Qu’est-ce qui a changé dans les grèves depuis 1995 ? 

Sylvain Boulouque : “La capacité de mobilisation et le nombre de syndiqués aujourd’hui et l’empathie générale vis-à-vis du mouvement syndical sont beaucoup moins importants qu’il n’ont pu l’être hier. Aujourd’hui le nombre de syndicalistes, toutes centrales syndicales confondues, a globalement baissé. Ce qui veut dire que pour mobiliser les salariés, la chose est beaucoup plus compliqué, ça c’est une première chose.
Deuxième chose, le nombre de personnes qui travaillent dans les différents services publics, en raison des privatisations, est de moins en moins important, donc il y aussi une diminution du nombre potentiel de grévistes.
Et en troisième lieu, il est, quand vous travaillez dans une entreprise privée, beaucoup plus compliqué de faire grève. Vous pouvez le faire mais vous risquez d’en subir des conséquences en terme d’évolutions de carrière, pour certains cas pas de licenciement direct, mais des licenciements indirects au bout de plusieurs années, plusieurs semaines ou plusieurs mois. Donc la question de la possibilité d'être en grève est beaucoup plus complexe.   

Les grèves se gagnent-elle grâce à l’opinion ?

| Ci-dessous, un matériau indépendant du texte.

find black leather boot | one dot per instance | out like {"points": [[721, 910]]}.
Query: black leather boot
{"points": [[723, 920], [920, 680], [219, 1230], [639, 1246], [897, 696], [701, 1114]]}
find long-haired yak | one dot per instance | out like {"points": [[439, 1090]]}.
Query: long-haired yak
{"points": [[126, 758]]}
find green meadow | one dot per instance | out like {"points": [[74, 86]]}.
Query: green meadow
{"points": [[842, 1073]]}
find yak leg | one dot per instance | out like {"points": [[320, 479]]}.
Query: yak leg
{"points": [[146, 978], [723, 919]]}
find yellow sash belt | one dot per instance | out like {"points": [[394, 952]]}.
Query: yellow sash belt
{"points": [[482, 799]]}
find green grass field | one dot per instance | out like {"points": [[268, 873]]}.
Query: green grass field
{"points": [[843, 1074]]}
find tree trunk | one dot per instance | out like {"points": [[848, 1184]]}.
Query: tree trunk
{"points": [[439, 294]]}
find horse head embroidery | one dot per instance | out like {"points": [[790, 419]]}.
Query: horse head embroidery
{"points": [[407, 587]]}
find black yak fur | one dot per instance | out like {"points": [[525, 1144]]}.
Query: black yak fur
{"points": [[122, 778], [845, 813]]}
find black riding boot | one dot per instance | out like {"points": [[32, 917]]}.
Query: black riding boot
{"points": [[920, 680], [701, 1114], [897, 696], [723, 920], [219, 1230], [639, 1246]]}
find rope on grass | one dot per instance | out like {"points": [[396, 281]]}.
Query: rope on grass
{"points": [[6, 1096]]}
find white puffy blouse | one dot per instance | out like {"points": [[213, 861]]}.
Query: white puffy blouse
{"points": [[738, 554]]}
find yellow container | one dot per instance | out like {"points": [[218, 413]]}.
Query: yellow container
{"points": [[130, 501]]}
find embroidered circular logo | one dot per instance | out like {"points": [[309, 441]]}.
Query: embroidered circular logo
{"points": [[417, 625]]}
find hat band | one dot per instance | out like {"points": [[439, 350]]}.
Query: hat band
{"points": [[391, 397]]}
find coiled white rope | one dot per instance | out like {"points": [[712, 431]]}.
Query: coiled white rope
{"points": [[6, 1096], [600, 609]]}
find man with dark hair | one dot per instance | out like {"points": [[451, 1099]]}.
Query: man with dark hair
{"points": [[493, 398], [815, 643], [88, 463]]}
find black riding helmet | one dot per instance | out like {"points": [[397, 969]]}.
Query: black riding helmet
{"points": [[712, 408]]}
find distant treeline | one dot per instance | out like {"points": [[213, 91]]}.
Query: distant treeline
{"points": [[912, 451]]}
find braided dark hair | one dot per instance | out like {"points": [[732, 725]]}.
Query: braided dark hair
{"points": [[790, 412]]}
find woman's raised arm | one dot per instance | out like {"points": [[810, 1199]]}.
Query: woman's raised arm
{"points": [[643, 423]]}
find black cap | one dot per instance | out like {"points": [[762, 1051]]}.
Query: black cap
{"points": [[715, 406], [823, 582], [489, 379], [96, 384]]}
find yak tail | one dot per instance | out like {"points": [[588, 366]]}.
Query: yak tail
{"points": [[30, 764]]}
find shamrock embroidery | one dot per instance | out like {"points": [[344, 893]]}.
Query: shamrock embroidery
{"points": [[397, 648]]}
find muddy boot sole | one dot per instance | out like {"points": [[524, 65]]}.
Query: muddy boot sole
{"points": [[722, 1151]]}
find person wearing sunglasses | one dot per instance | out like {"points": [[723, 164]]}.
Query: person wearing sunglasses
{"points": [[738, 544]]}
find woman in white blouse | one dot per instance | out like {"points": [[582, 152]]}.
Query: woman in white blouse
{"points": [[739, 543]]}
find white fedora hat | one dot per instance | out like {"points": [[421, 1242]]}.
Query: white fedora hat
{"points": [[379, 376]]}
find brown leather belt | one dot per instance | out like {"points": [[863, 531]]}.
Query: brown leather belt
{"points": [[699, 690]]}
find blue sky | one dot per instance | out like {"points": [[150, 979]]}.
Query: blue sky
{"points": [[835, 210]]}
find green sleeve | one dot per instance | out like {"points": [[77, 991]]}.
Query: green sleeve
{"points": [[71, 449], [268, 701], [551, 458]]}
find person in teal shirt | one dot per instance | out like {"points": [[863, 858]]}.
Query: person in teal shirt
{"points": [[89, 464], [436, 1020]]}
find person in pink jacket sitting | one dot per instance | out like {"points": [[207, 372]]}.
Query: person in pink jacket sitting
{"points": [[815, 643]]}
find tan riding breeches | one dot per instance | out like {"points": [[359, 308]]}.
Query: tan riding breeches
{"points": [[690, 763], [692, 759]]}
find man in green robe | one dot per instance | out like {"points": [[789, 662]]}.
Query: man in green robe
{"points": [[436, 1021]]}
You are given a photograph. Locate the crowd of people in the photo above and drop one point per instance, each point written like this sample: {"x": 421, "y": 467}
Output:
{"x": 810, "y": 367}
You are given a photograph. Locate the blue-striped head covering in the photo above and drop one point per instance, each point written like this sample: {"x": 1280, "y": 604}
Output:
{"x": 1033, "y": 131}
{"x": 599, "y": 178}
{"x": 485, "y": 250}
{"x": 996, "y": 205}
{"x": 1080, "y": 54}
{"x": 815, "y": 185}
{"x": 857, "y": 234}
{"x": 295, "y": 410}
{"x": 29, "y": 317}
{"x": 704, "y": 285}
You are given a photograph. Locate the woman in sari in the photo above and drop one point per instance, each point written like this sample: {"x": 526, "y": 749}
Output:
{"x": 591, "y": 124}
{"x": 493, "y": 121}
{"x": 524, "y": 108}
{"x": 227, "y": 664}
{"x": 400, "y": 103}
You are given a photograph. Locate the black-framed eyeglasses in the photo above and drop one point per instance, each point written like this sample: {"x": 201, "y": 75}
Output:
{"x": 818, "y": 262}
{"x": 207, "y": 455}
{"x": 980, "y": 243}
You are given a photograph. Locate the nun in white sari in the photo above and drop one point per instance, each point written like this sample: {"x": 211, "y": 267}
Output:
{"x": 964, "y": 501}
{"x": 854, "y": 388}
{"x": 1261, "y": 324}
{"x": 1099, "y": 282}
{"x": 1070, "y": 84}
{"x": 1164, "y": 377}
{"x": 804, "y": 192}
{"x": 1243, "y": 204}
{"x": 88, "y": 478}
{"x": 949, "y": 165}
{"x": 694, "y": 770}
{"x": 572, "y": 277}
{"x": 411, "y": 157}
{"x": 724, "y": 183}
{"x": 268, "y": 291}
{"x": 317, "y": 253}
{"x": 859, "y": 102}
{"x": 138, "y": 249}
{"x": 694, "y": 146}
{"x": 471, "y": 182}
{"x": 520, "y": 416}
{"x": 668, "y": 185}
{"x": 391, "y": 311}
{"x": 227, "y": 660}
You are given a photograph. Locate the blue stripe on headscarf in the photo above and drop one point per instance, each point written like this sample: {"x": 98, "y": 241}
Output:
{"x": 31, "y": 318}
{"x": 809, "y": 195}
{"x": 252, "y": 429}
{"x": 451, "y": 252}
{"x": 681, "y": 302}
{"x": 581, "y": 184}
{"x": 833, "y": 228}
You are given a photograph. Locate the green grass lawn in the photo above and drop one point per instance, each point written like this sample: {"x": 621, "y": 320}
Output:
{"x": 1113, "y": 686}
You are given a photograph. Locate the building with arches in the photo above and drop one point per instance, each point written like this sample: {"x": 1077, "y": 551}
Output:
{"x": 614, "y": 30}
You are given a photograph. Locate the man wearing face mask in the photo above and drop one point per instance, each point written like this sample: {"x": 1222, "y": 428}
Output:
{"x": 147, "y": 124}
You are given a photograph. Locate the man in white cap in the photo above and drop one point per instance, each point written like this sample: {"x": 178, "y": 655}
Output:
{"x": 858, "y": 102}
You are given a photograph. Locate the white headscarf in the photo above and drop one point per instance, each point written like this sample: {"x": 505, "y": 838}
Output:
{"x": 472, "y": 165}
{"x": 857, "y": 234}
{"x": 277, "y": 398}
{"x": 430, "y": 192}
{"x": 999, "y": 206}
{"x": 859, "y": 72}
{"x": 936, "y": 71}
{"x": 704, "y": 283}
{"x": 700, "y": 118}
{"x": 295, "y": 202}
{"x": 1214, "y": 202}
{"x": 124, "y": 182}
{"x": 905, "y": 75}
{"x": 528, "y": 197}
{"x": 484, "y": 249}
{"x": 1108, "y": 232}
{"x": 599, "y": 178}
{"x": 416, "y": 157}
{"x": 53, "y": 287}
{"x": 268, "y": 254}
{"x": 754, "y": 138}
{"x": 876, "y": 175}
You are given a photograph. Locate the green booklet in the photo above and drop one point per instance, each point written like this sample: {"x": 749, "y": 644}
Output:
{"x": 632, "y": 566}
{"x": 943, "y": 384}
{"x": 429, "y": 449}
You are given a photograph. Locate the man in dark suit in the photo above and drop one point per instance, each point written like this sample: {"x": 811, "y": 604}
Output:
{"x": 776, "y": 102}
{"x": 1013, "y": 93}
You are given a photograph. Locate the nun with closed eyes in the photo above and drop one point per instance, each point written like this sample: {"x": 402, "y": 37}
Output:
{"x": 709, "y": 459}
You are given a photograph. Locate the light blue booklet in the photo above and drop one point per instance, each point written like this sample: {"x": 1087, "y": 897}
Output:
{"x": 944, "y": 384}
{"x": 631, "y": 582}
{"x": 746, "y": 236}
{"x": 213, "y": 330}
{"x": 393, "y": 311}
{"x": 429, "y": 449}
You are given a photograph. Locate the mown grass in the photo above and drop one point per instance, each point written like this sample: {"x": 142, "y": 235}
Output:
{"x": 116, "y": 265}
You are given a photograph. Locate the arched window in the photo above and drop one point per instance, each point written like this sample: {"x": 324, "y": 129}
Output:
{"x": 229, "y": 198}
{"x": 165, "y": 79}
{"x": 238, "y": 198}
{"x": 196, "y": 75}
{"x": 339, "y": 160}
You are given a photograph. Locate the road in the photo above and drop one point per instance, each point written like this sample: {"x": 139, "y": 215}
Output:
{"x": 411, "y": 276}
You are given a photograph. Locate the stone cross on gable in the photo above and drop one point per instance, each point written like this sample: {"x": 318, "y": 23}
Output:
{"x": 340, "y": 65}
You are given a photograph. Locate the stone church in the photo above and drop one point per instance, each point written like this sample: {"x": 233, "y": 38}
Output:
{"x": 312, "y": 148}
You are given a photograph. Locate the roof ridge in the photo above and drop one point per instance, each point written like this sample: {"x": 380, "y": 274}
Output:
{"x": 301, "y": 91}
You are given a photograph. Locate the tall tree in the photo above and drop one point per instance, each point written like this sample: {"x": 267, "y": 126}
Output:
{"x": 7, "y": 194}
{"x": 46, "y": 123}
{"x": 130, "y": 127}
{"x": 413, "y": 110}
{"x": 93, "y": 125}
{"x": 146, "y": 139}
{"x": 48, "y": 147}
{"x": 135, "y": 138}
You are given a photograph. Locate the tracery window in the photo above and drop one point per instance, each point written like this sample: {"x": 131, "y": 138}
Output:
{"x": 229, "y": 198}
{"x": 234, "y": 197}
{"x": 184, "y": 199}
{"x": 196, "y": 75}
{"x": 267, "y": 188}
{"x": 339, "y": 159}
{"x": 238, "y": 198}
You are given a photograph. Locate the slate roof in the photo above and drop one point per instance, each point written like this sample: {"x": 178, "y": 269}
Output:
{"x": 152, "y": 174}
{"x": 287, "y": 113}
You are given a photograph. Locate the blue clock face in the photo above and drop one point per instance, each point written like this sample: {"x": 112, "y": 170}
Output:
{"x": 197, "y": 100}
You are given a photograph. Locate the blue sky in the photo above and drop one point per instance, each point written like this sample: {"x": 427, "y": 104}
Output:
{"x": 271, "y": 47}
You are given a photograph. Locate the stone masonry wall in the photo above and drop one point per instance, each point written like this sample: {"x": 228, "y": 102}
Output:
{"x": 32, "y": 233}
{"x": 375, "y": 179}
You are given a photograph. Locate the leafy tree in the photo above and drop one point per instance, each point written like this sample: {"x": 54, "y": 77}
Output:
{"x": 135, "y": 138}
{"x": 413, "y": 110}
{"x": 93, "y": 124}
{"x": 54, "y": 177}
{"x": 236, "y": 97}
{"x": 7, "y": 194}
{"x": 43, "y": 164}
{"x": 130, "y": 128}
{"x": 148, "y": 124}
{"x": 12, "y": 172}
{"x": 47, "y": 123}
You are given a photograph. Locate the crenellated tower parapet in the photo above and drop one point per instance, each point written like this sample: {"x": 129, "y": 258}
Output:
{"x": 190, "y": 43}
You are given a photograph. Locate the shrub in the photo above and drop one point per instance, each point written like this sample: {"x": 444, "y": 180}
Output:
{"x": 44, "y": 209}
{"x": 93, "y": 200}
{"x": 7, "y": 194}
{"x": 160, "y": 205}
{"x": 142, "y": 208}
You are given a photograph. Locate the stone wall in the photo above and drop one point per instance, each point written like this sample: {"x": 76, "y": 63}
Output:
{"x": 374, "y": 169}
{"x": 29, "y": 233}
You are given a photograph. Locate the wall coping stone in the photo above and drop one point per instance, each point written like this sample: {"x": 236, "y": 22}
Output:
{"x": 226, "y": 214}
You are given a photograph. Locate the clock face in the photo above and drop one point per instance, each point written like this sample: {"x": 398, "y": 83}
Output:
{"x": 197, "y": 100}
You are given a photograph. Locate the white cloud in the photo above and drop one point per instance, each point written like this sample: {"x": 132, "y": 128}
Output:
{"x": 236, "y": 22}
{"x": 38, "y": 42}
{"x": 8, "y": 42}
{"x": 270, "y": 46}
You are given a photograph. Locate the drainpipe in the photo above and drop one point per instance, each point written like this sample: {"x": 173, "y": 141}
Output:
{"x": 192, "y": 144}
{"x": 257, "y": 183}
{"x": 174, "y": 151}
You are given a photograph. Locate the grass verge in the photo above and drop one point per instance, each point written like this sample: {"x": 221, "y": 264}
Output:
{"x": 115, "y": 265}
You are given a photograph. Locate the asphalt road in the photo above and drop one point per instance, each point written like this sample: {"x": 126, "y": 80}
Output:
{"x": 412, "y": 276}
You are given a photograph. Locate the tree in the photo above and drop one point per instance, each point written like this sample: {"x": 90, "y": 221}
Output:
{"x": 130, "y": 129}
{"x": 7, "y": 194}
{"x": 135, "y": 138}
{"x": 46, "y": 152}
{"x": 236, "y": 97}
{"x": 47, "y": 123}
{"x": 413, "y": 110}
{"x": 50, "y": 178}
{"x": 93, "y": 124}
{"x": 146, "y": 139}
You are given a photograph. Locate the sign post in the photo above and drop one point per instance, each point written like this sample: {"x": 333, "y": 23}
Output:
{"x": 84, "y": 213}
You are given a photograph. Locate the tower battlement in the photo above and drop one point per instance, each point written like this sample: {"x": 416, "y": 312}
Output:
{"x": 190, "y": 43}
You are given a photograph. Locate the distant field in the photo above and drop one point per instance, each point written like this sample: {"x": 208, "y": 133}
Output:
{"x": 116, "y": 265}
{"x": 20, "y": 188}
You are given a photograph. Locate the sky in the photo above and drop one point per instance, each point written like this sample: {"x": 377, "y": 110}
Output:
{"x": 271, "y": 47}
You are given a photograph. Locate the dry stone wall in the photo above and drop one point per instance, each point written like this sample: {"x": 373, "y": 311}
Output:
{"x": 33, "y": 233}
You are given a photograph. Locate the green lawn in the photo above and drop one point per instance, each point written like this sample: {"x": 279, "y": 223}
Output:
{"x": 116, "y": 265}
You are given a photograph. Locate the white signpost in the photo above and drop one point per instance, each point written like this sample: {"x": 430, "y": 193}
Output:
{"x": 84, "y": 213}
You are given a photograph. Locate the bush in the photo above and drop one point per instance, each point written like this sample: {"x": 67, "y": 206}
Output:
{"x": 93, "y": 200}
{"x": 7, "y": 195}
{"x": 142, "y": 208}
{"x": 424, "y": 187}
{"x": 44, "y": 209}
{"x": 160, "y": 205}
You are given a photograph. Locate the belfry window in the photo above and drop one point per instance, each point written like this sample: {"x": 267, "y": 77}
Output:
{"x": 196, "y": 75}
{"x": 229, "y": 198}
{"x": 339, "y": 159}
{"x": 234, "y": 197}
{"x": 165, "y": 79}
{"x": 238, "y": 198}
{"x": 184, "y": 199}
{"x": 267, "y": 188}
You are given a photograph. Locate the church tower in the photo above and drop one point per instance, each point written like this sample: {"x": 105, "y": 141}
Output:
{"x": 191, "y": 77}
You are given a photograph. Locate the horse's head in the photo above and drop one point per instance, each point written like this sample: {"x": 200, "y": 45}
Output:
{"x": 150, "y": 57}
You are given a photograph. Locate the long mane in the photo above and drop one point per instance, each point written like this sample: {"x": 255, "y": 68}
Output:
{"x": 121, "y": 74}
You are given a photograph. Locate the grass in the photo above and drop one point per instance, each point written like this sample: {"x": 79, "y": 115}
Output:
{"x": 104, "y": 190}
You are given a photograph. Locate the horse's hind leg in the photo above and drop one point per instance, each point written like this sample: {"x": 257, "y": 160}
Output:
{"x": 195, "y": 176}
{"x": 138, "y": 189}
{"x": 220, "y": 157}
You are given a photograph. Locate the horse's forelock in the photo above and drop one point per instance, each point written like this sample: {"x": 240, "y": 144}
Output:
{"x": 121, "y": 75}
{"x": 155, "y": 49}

Sylvain Boulouque : "C’est un facteur central, pas tant pour les grévistes que pour les gouvernements. Les gouvernements estiment que tant que l’opinion ne leur est pas complètement hostile, ils peuvent faire passer leurs mesures. Si jamais une grève obtenait l’empathie complète de l’opinion, le gouvernement se retrouverait dans une situation très, très négative, on peut penser qu'il serait obligé de reculer. Or, si on prend les dernières grèves depuis les réformes de 2003, l’opinion a plutôt donné raison au gouvernement contre les grévistes.   

La grève est-elle toujours le meilleur moyen de contestation ?

Sylvain Boulouque : “La grève demeure un moyen de pression. Par exemple, dans certaines entreprises il arrive que des salariés se mettent en grève et qu’ils obtiennent gain de cause. Mais ce n’est plus le seul moyen de pression. Le deuxième levier extrêmement utilisé aujourd’hui, ce sont tous les réseaux sociaux. Une pétition lancée sur un réseau social peut avoir plus d’impact qu’un certain nombre de mobilisations sociales. C’est une nouvelle forme de mobilisation sociale. Et troisième chose, c’est la mobilisation des “Gilets jaunes” et un recours paradoxal à la violence, qui fait que le gouvernement peut céder sur un certain nombre de points. Ça ne veut pas dire, dernière chose, qu’on a complètement changé, car quand on regarde les rassemblements des “Gilets jaunes”, on avait, au plus fort de la mobilisation 250 000 à 280 000 personnes. Le nombre de personnes mobilisées, lors de la grève du 5 décembre était trois à quatre fois supérieur. On n’est pas dans les mêmes proportions, néanmoins l’écoute gouvernementale a été beaucoup plus importante par rapport aux “Gilets jaunes” qu’elle n’a pu l’être par rapport au mouvement social actuel.”